Preso por la furia sale Alfonso de la sala y salta todas las barreras y los espacios que le separaban de su taller de fundición, una fragua de Vulcano donde los demás operarios sudan y se afanan sobre los metales incandescentes.
Ha recuperado de pronto la paz Alfonso de Este y se desnuda hasta quedar en taparrabos como los demás trabajadores. Se aplica la visera con una mueca de deleite y remueve el material fundido. Una mueca de placer genética, familiar, porque es la misma que consigue organizar el cardenal Hipólito en su rostro, tras concluir su secreta evocación, en el momento en que le entrega el retrato a Remulins en Roma.
– Alfonso de Este. En la franqueza de esta expresión está la franqueza misma de los propósitos de mi familia. Si ultimamos el acuerdo, Alfonso se sentirá lleno de felicidad.
Remulins cierra los ojos para que Hipólito no vea su desdén o su escepticismo.
– ¿Cuántas batallas has ganado esta mañana? ¿Esta tarde? Después de vencer y seducir o violar, mejor violar, a Catalina Sforza, ¿qué otras hazañas te cantan? ¿Has venido hasta Nepi sin gente armada?

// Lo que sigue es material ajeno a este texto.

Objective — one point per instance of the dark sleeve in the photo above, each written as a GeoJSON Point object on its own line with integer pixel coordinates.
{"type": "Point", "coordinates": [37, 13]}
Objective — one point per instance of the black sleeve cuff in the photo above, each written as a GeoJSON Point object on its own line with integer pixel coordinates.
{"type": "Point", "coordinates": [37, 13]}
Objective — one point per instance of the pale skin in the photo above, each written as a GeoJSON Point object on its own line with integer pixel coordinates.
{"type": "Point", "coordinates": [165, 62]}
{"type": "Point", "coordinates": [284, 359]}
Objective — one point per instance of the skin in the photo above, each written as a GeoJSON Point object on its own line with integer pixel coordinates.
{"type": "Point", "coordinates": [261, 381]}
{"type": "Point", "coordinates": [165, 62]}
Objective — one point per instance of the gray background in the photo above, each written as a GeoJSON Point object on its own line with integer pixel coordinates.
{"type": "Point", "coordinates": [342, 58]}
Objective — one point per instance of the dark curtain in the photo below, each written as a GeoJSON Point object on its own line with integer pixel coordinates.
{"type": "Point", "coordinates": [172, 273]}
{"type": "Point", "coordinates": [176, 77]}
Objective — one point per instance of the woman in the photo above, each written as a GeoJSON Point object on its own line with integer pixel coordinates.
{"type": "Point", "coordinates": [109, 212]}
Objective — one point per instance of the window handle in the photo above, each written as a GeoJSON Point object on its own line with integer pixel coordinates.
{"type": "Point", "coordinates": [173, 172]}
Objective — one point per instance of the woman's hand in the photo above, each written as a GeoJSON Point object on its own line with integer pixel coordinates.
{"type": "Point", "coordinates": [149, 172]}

¿Dónde está tu sicario Miquel de Corella? ¿Dónde está ese asesino de mis amantes, de mis amadores?
No responde César a Lucrecia.
El hombre trata de captar con una sola mirada la estancia y el jardín sobre el que se proyecta la presencia enlutada de Lucrecia.

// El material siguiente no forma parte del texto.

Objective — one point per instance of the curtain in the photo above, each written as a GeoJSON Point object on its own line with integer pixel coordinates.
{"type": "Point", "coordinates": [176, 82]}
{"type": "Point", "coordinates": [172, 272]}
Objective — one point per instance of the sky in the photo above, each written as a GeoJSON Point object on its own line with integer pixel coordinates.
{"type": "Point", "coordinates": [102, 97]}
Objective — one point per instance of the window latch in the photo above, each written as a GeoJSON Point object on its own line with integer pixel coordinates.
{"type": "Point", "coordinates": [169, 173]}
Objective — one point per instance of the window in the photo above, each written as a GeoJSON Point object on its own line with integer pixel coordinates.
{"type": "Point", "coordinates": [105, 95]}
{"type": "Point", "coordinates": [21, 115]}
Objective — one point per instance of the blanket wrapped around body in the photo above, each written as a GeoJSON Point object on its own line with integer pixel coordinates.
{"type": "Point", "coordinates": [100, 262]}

– Bello lugar para tanta soledad.
– También me han privado de la presencia de Sancha. Al parecer es una mala compañía. La han encerrado en el castillo de Sant.Angelo, por su seguridad, dicen. Pero qué ingenua soy. ¡Como si no lo supieras! Tú y nuestro padre lo habéis urdido todo.
– Sant.Angelo es un lugar seguro. De haber ido a Nápoles, peligraría. Nápoles no es seguro.
Pronto habrá una intervención de Francia y España contra el rey Federico. Sus días están contados.
– ¿Y Sancha?
– Yo estaré presente en la campaña. Trataré de protegerla. También lo hará el capitán general español, Fernández de Córdoba.
Sancha sabe cuidarse. Tú no. Nos tienes muy preocupados.
– ¿He de empezar a preocuparme yo, entonces? ¿Cuándo vendrá Miquel de Corella a por mí?
César la toma por los hombros.
– Sal de tu sueño de viuda acongojada. Es un sueño inútil.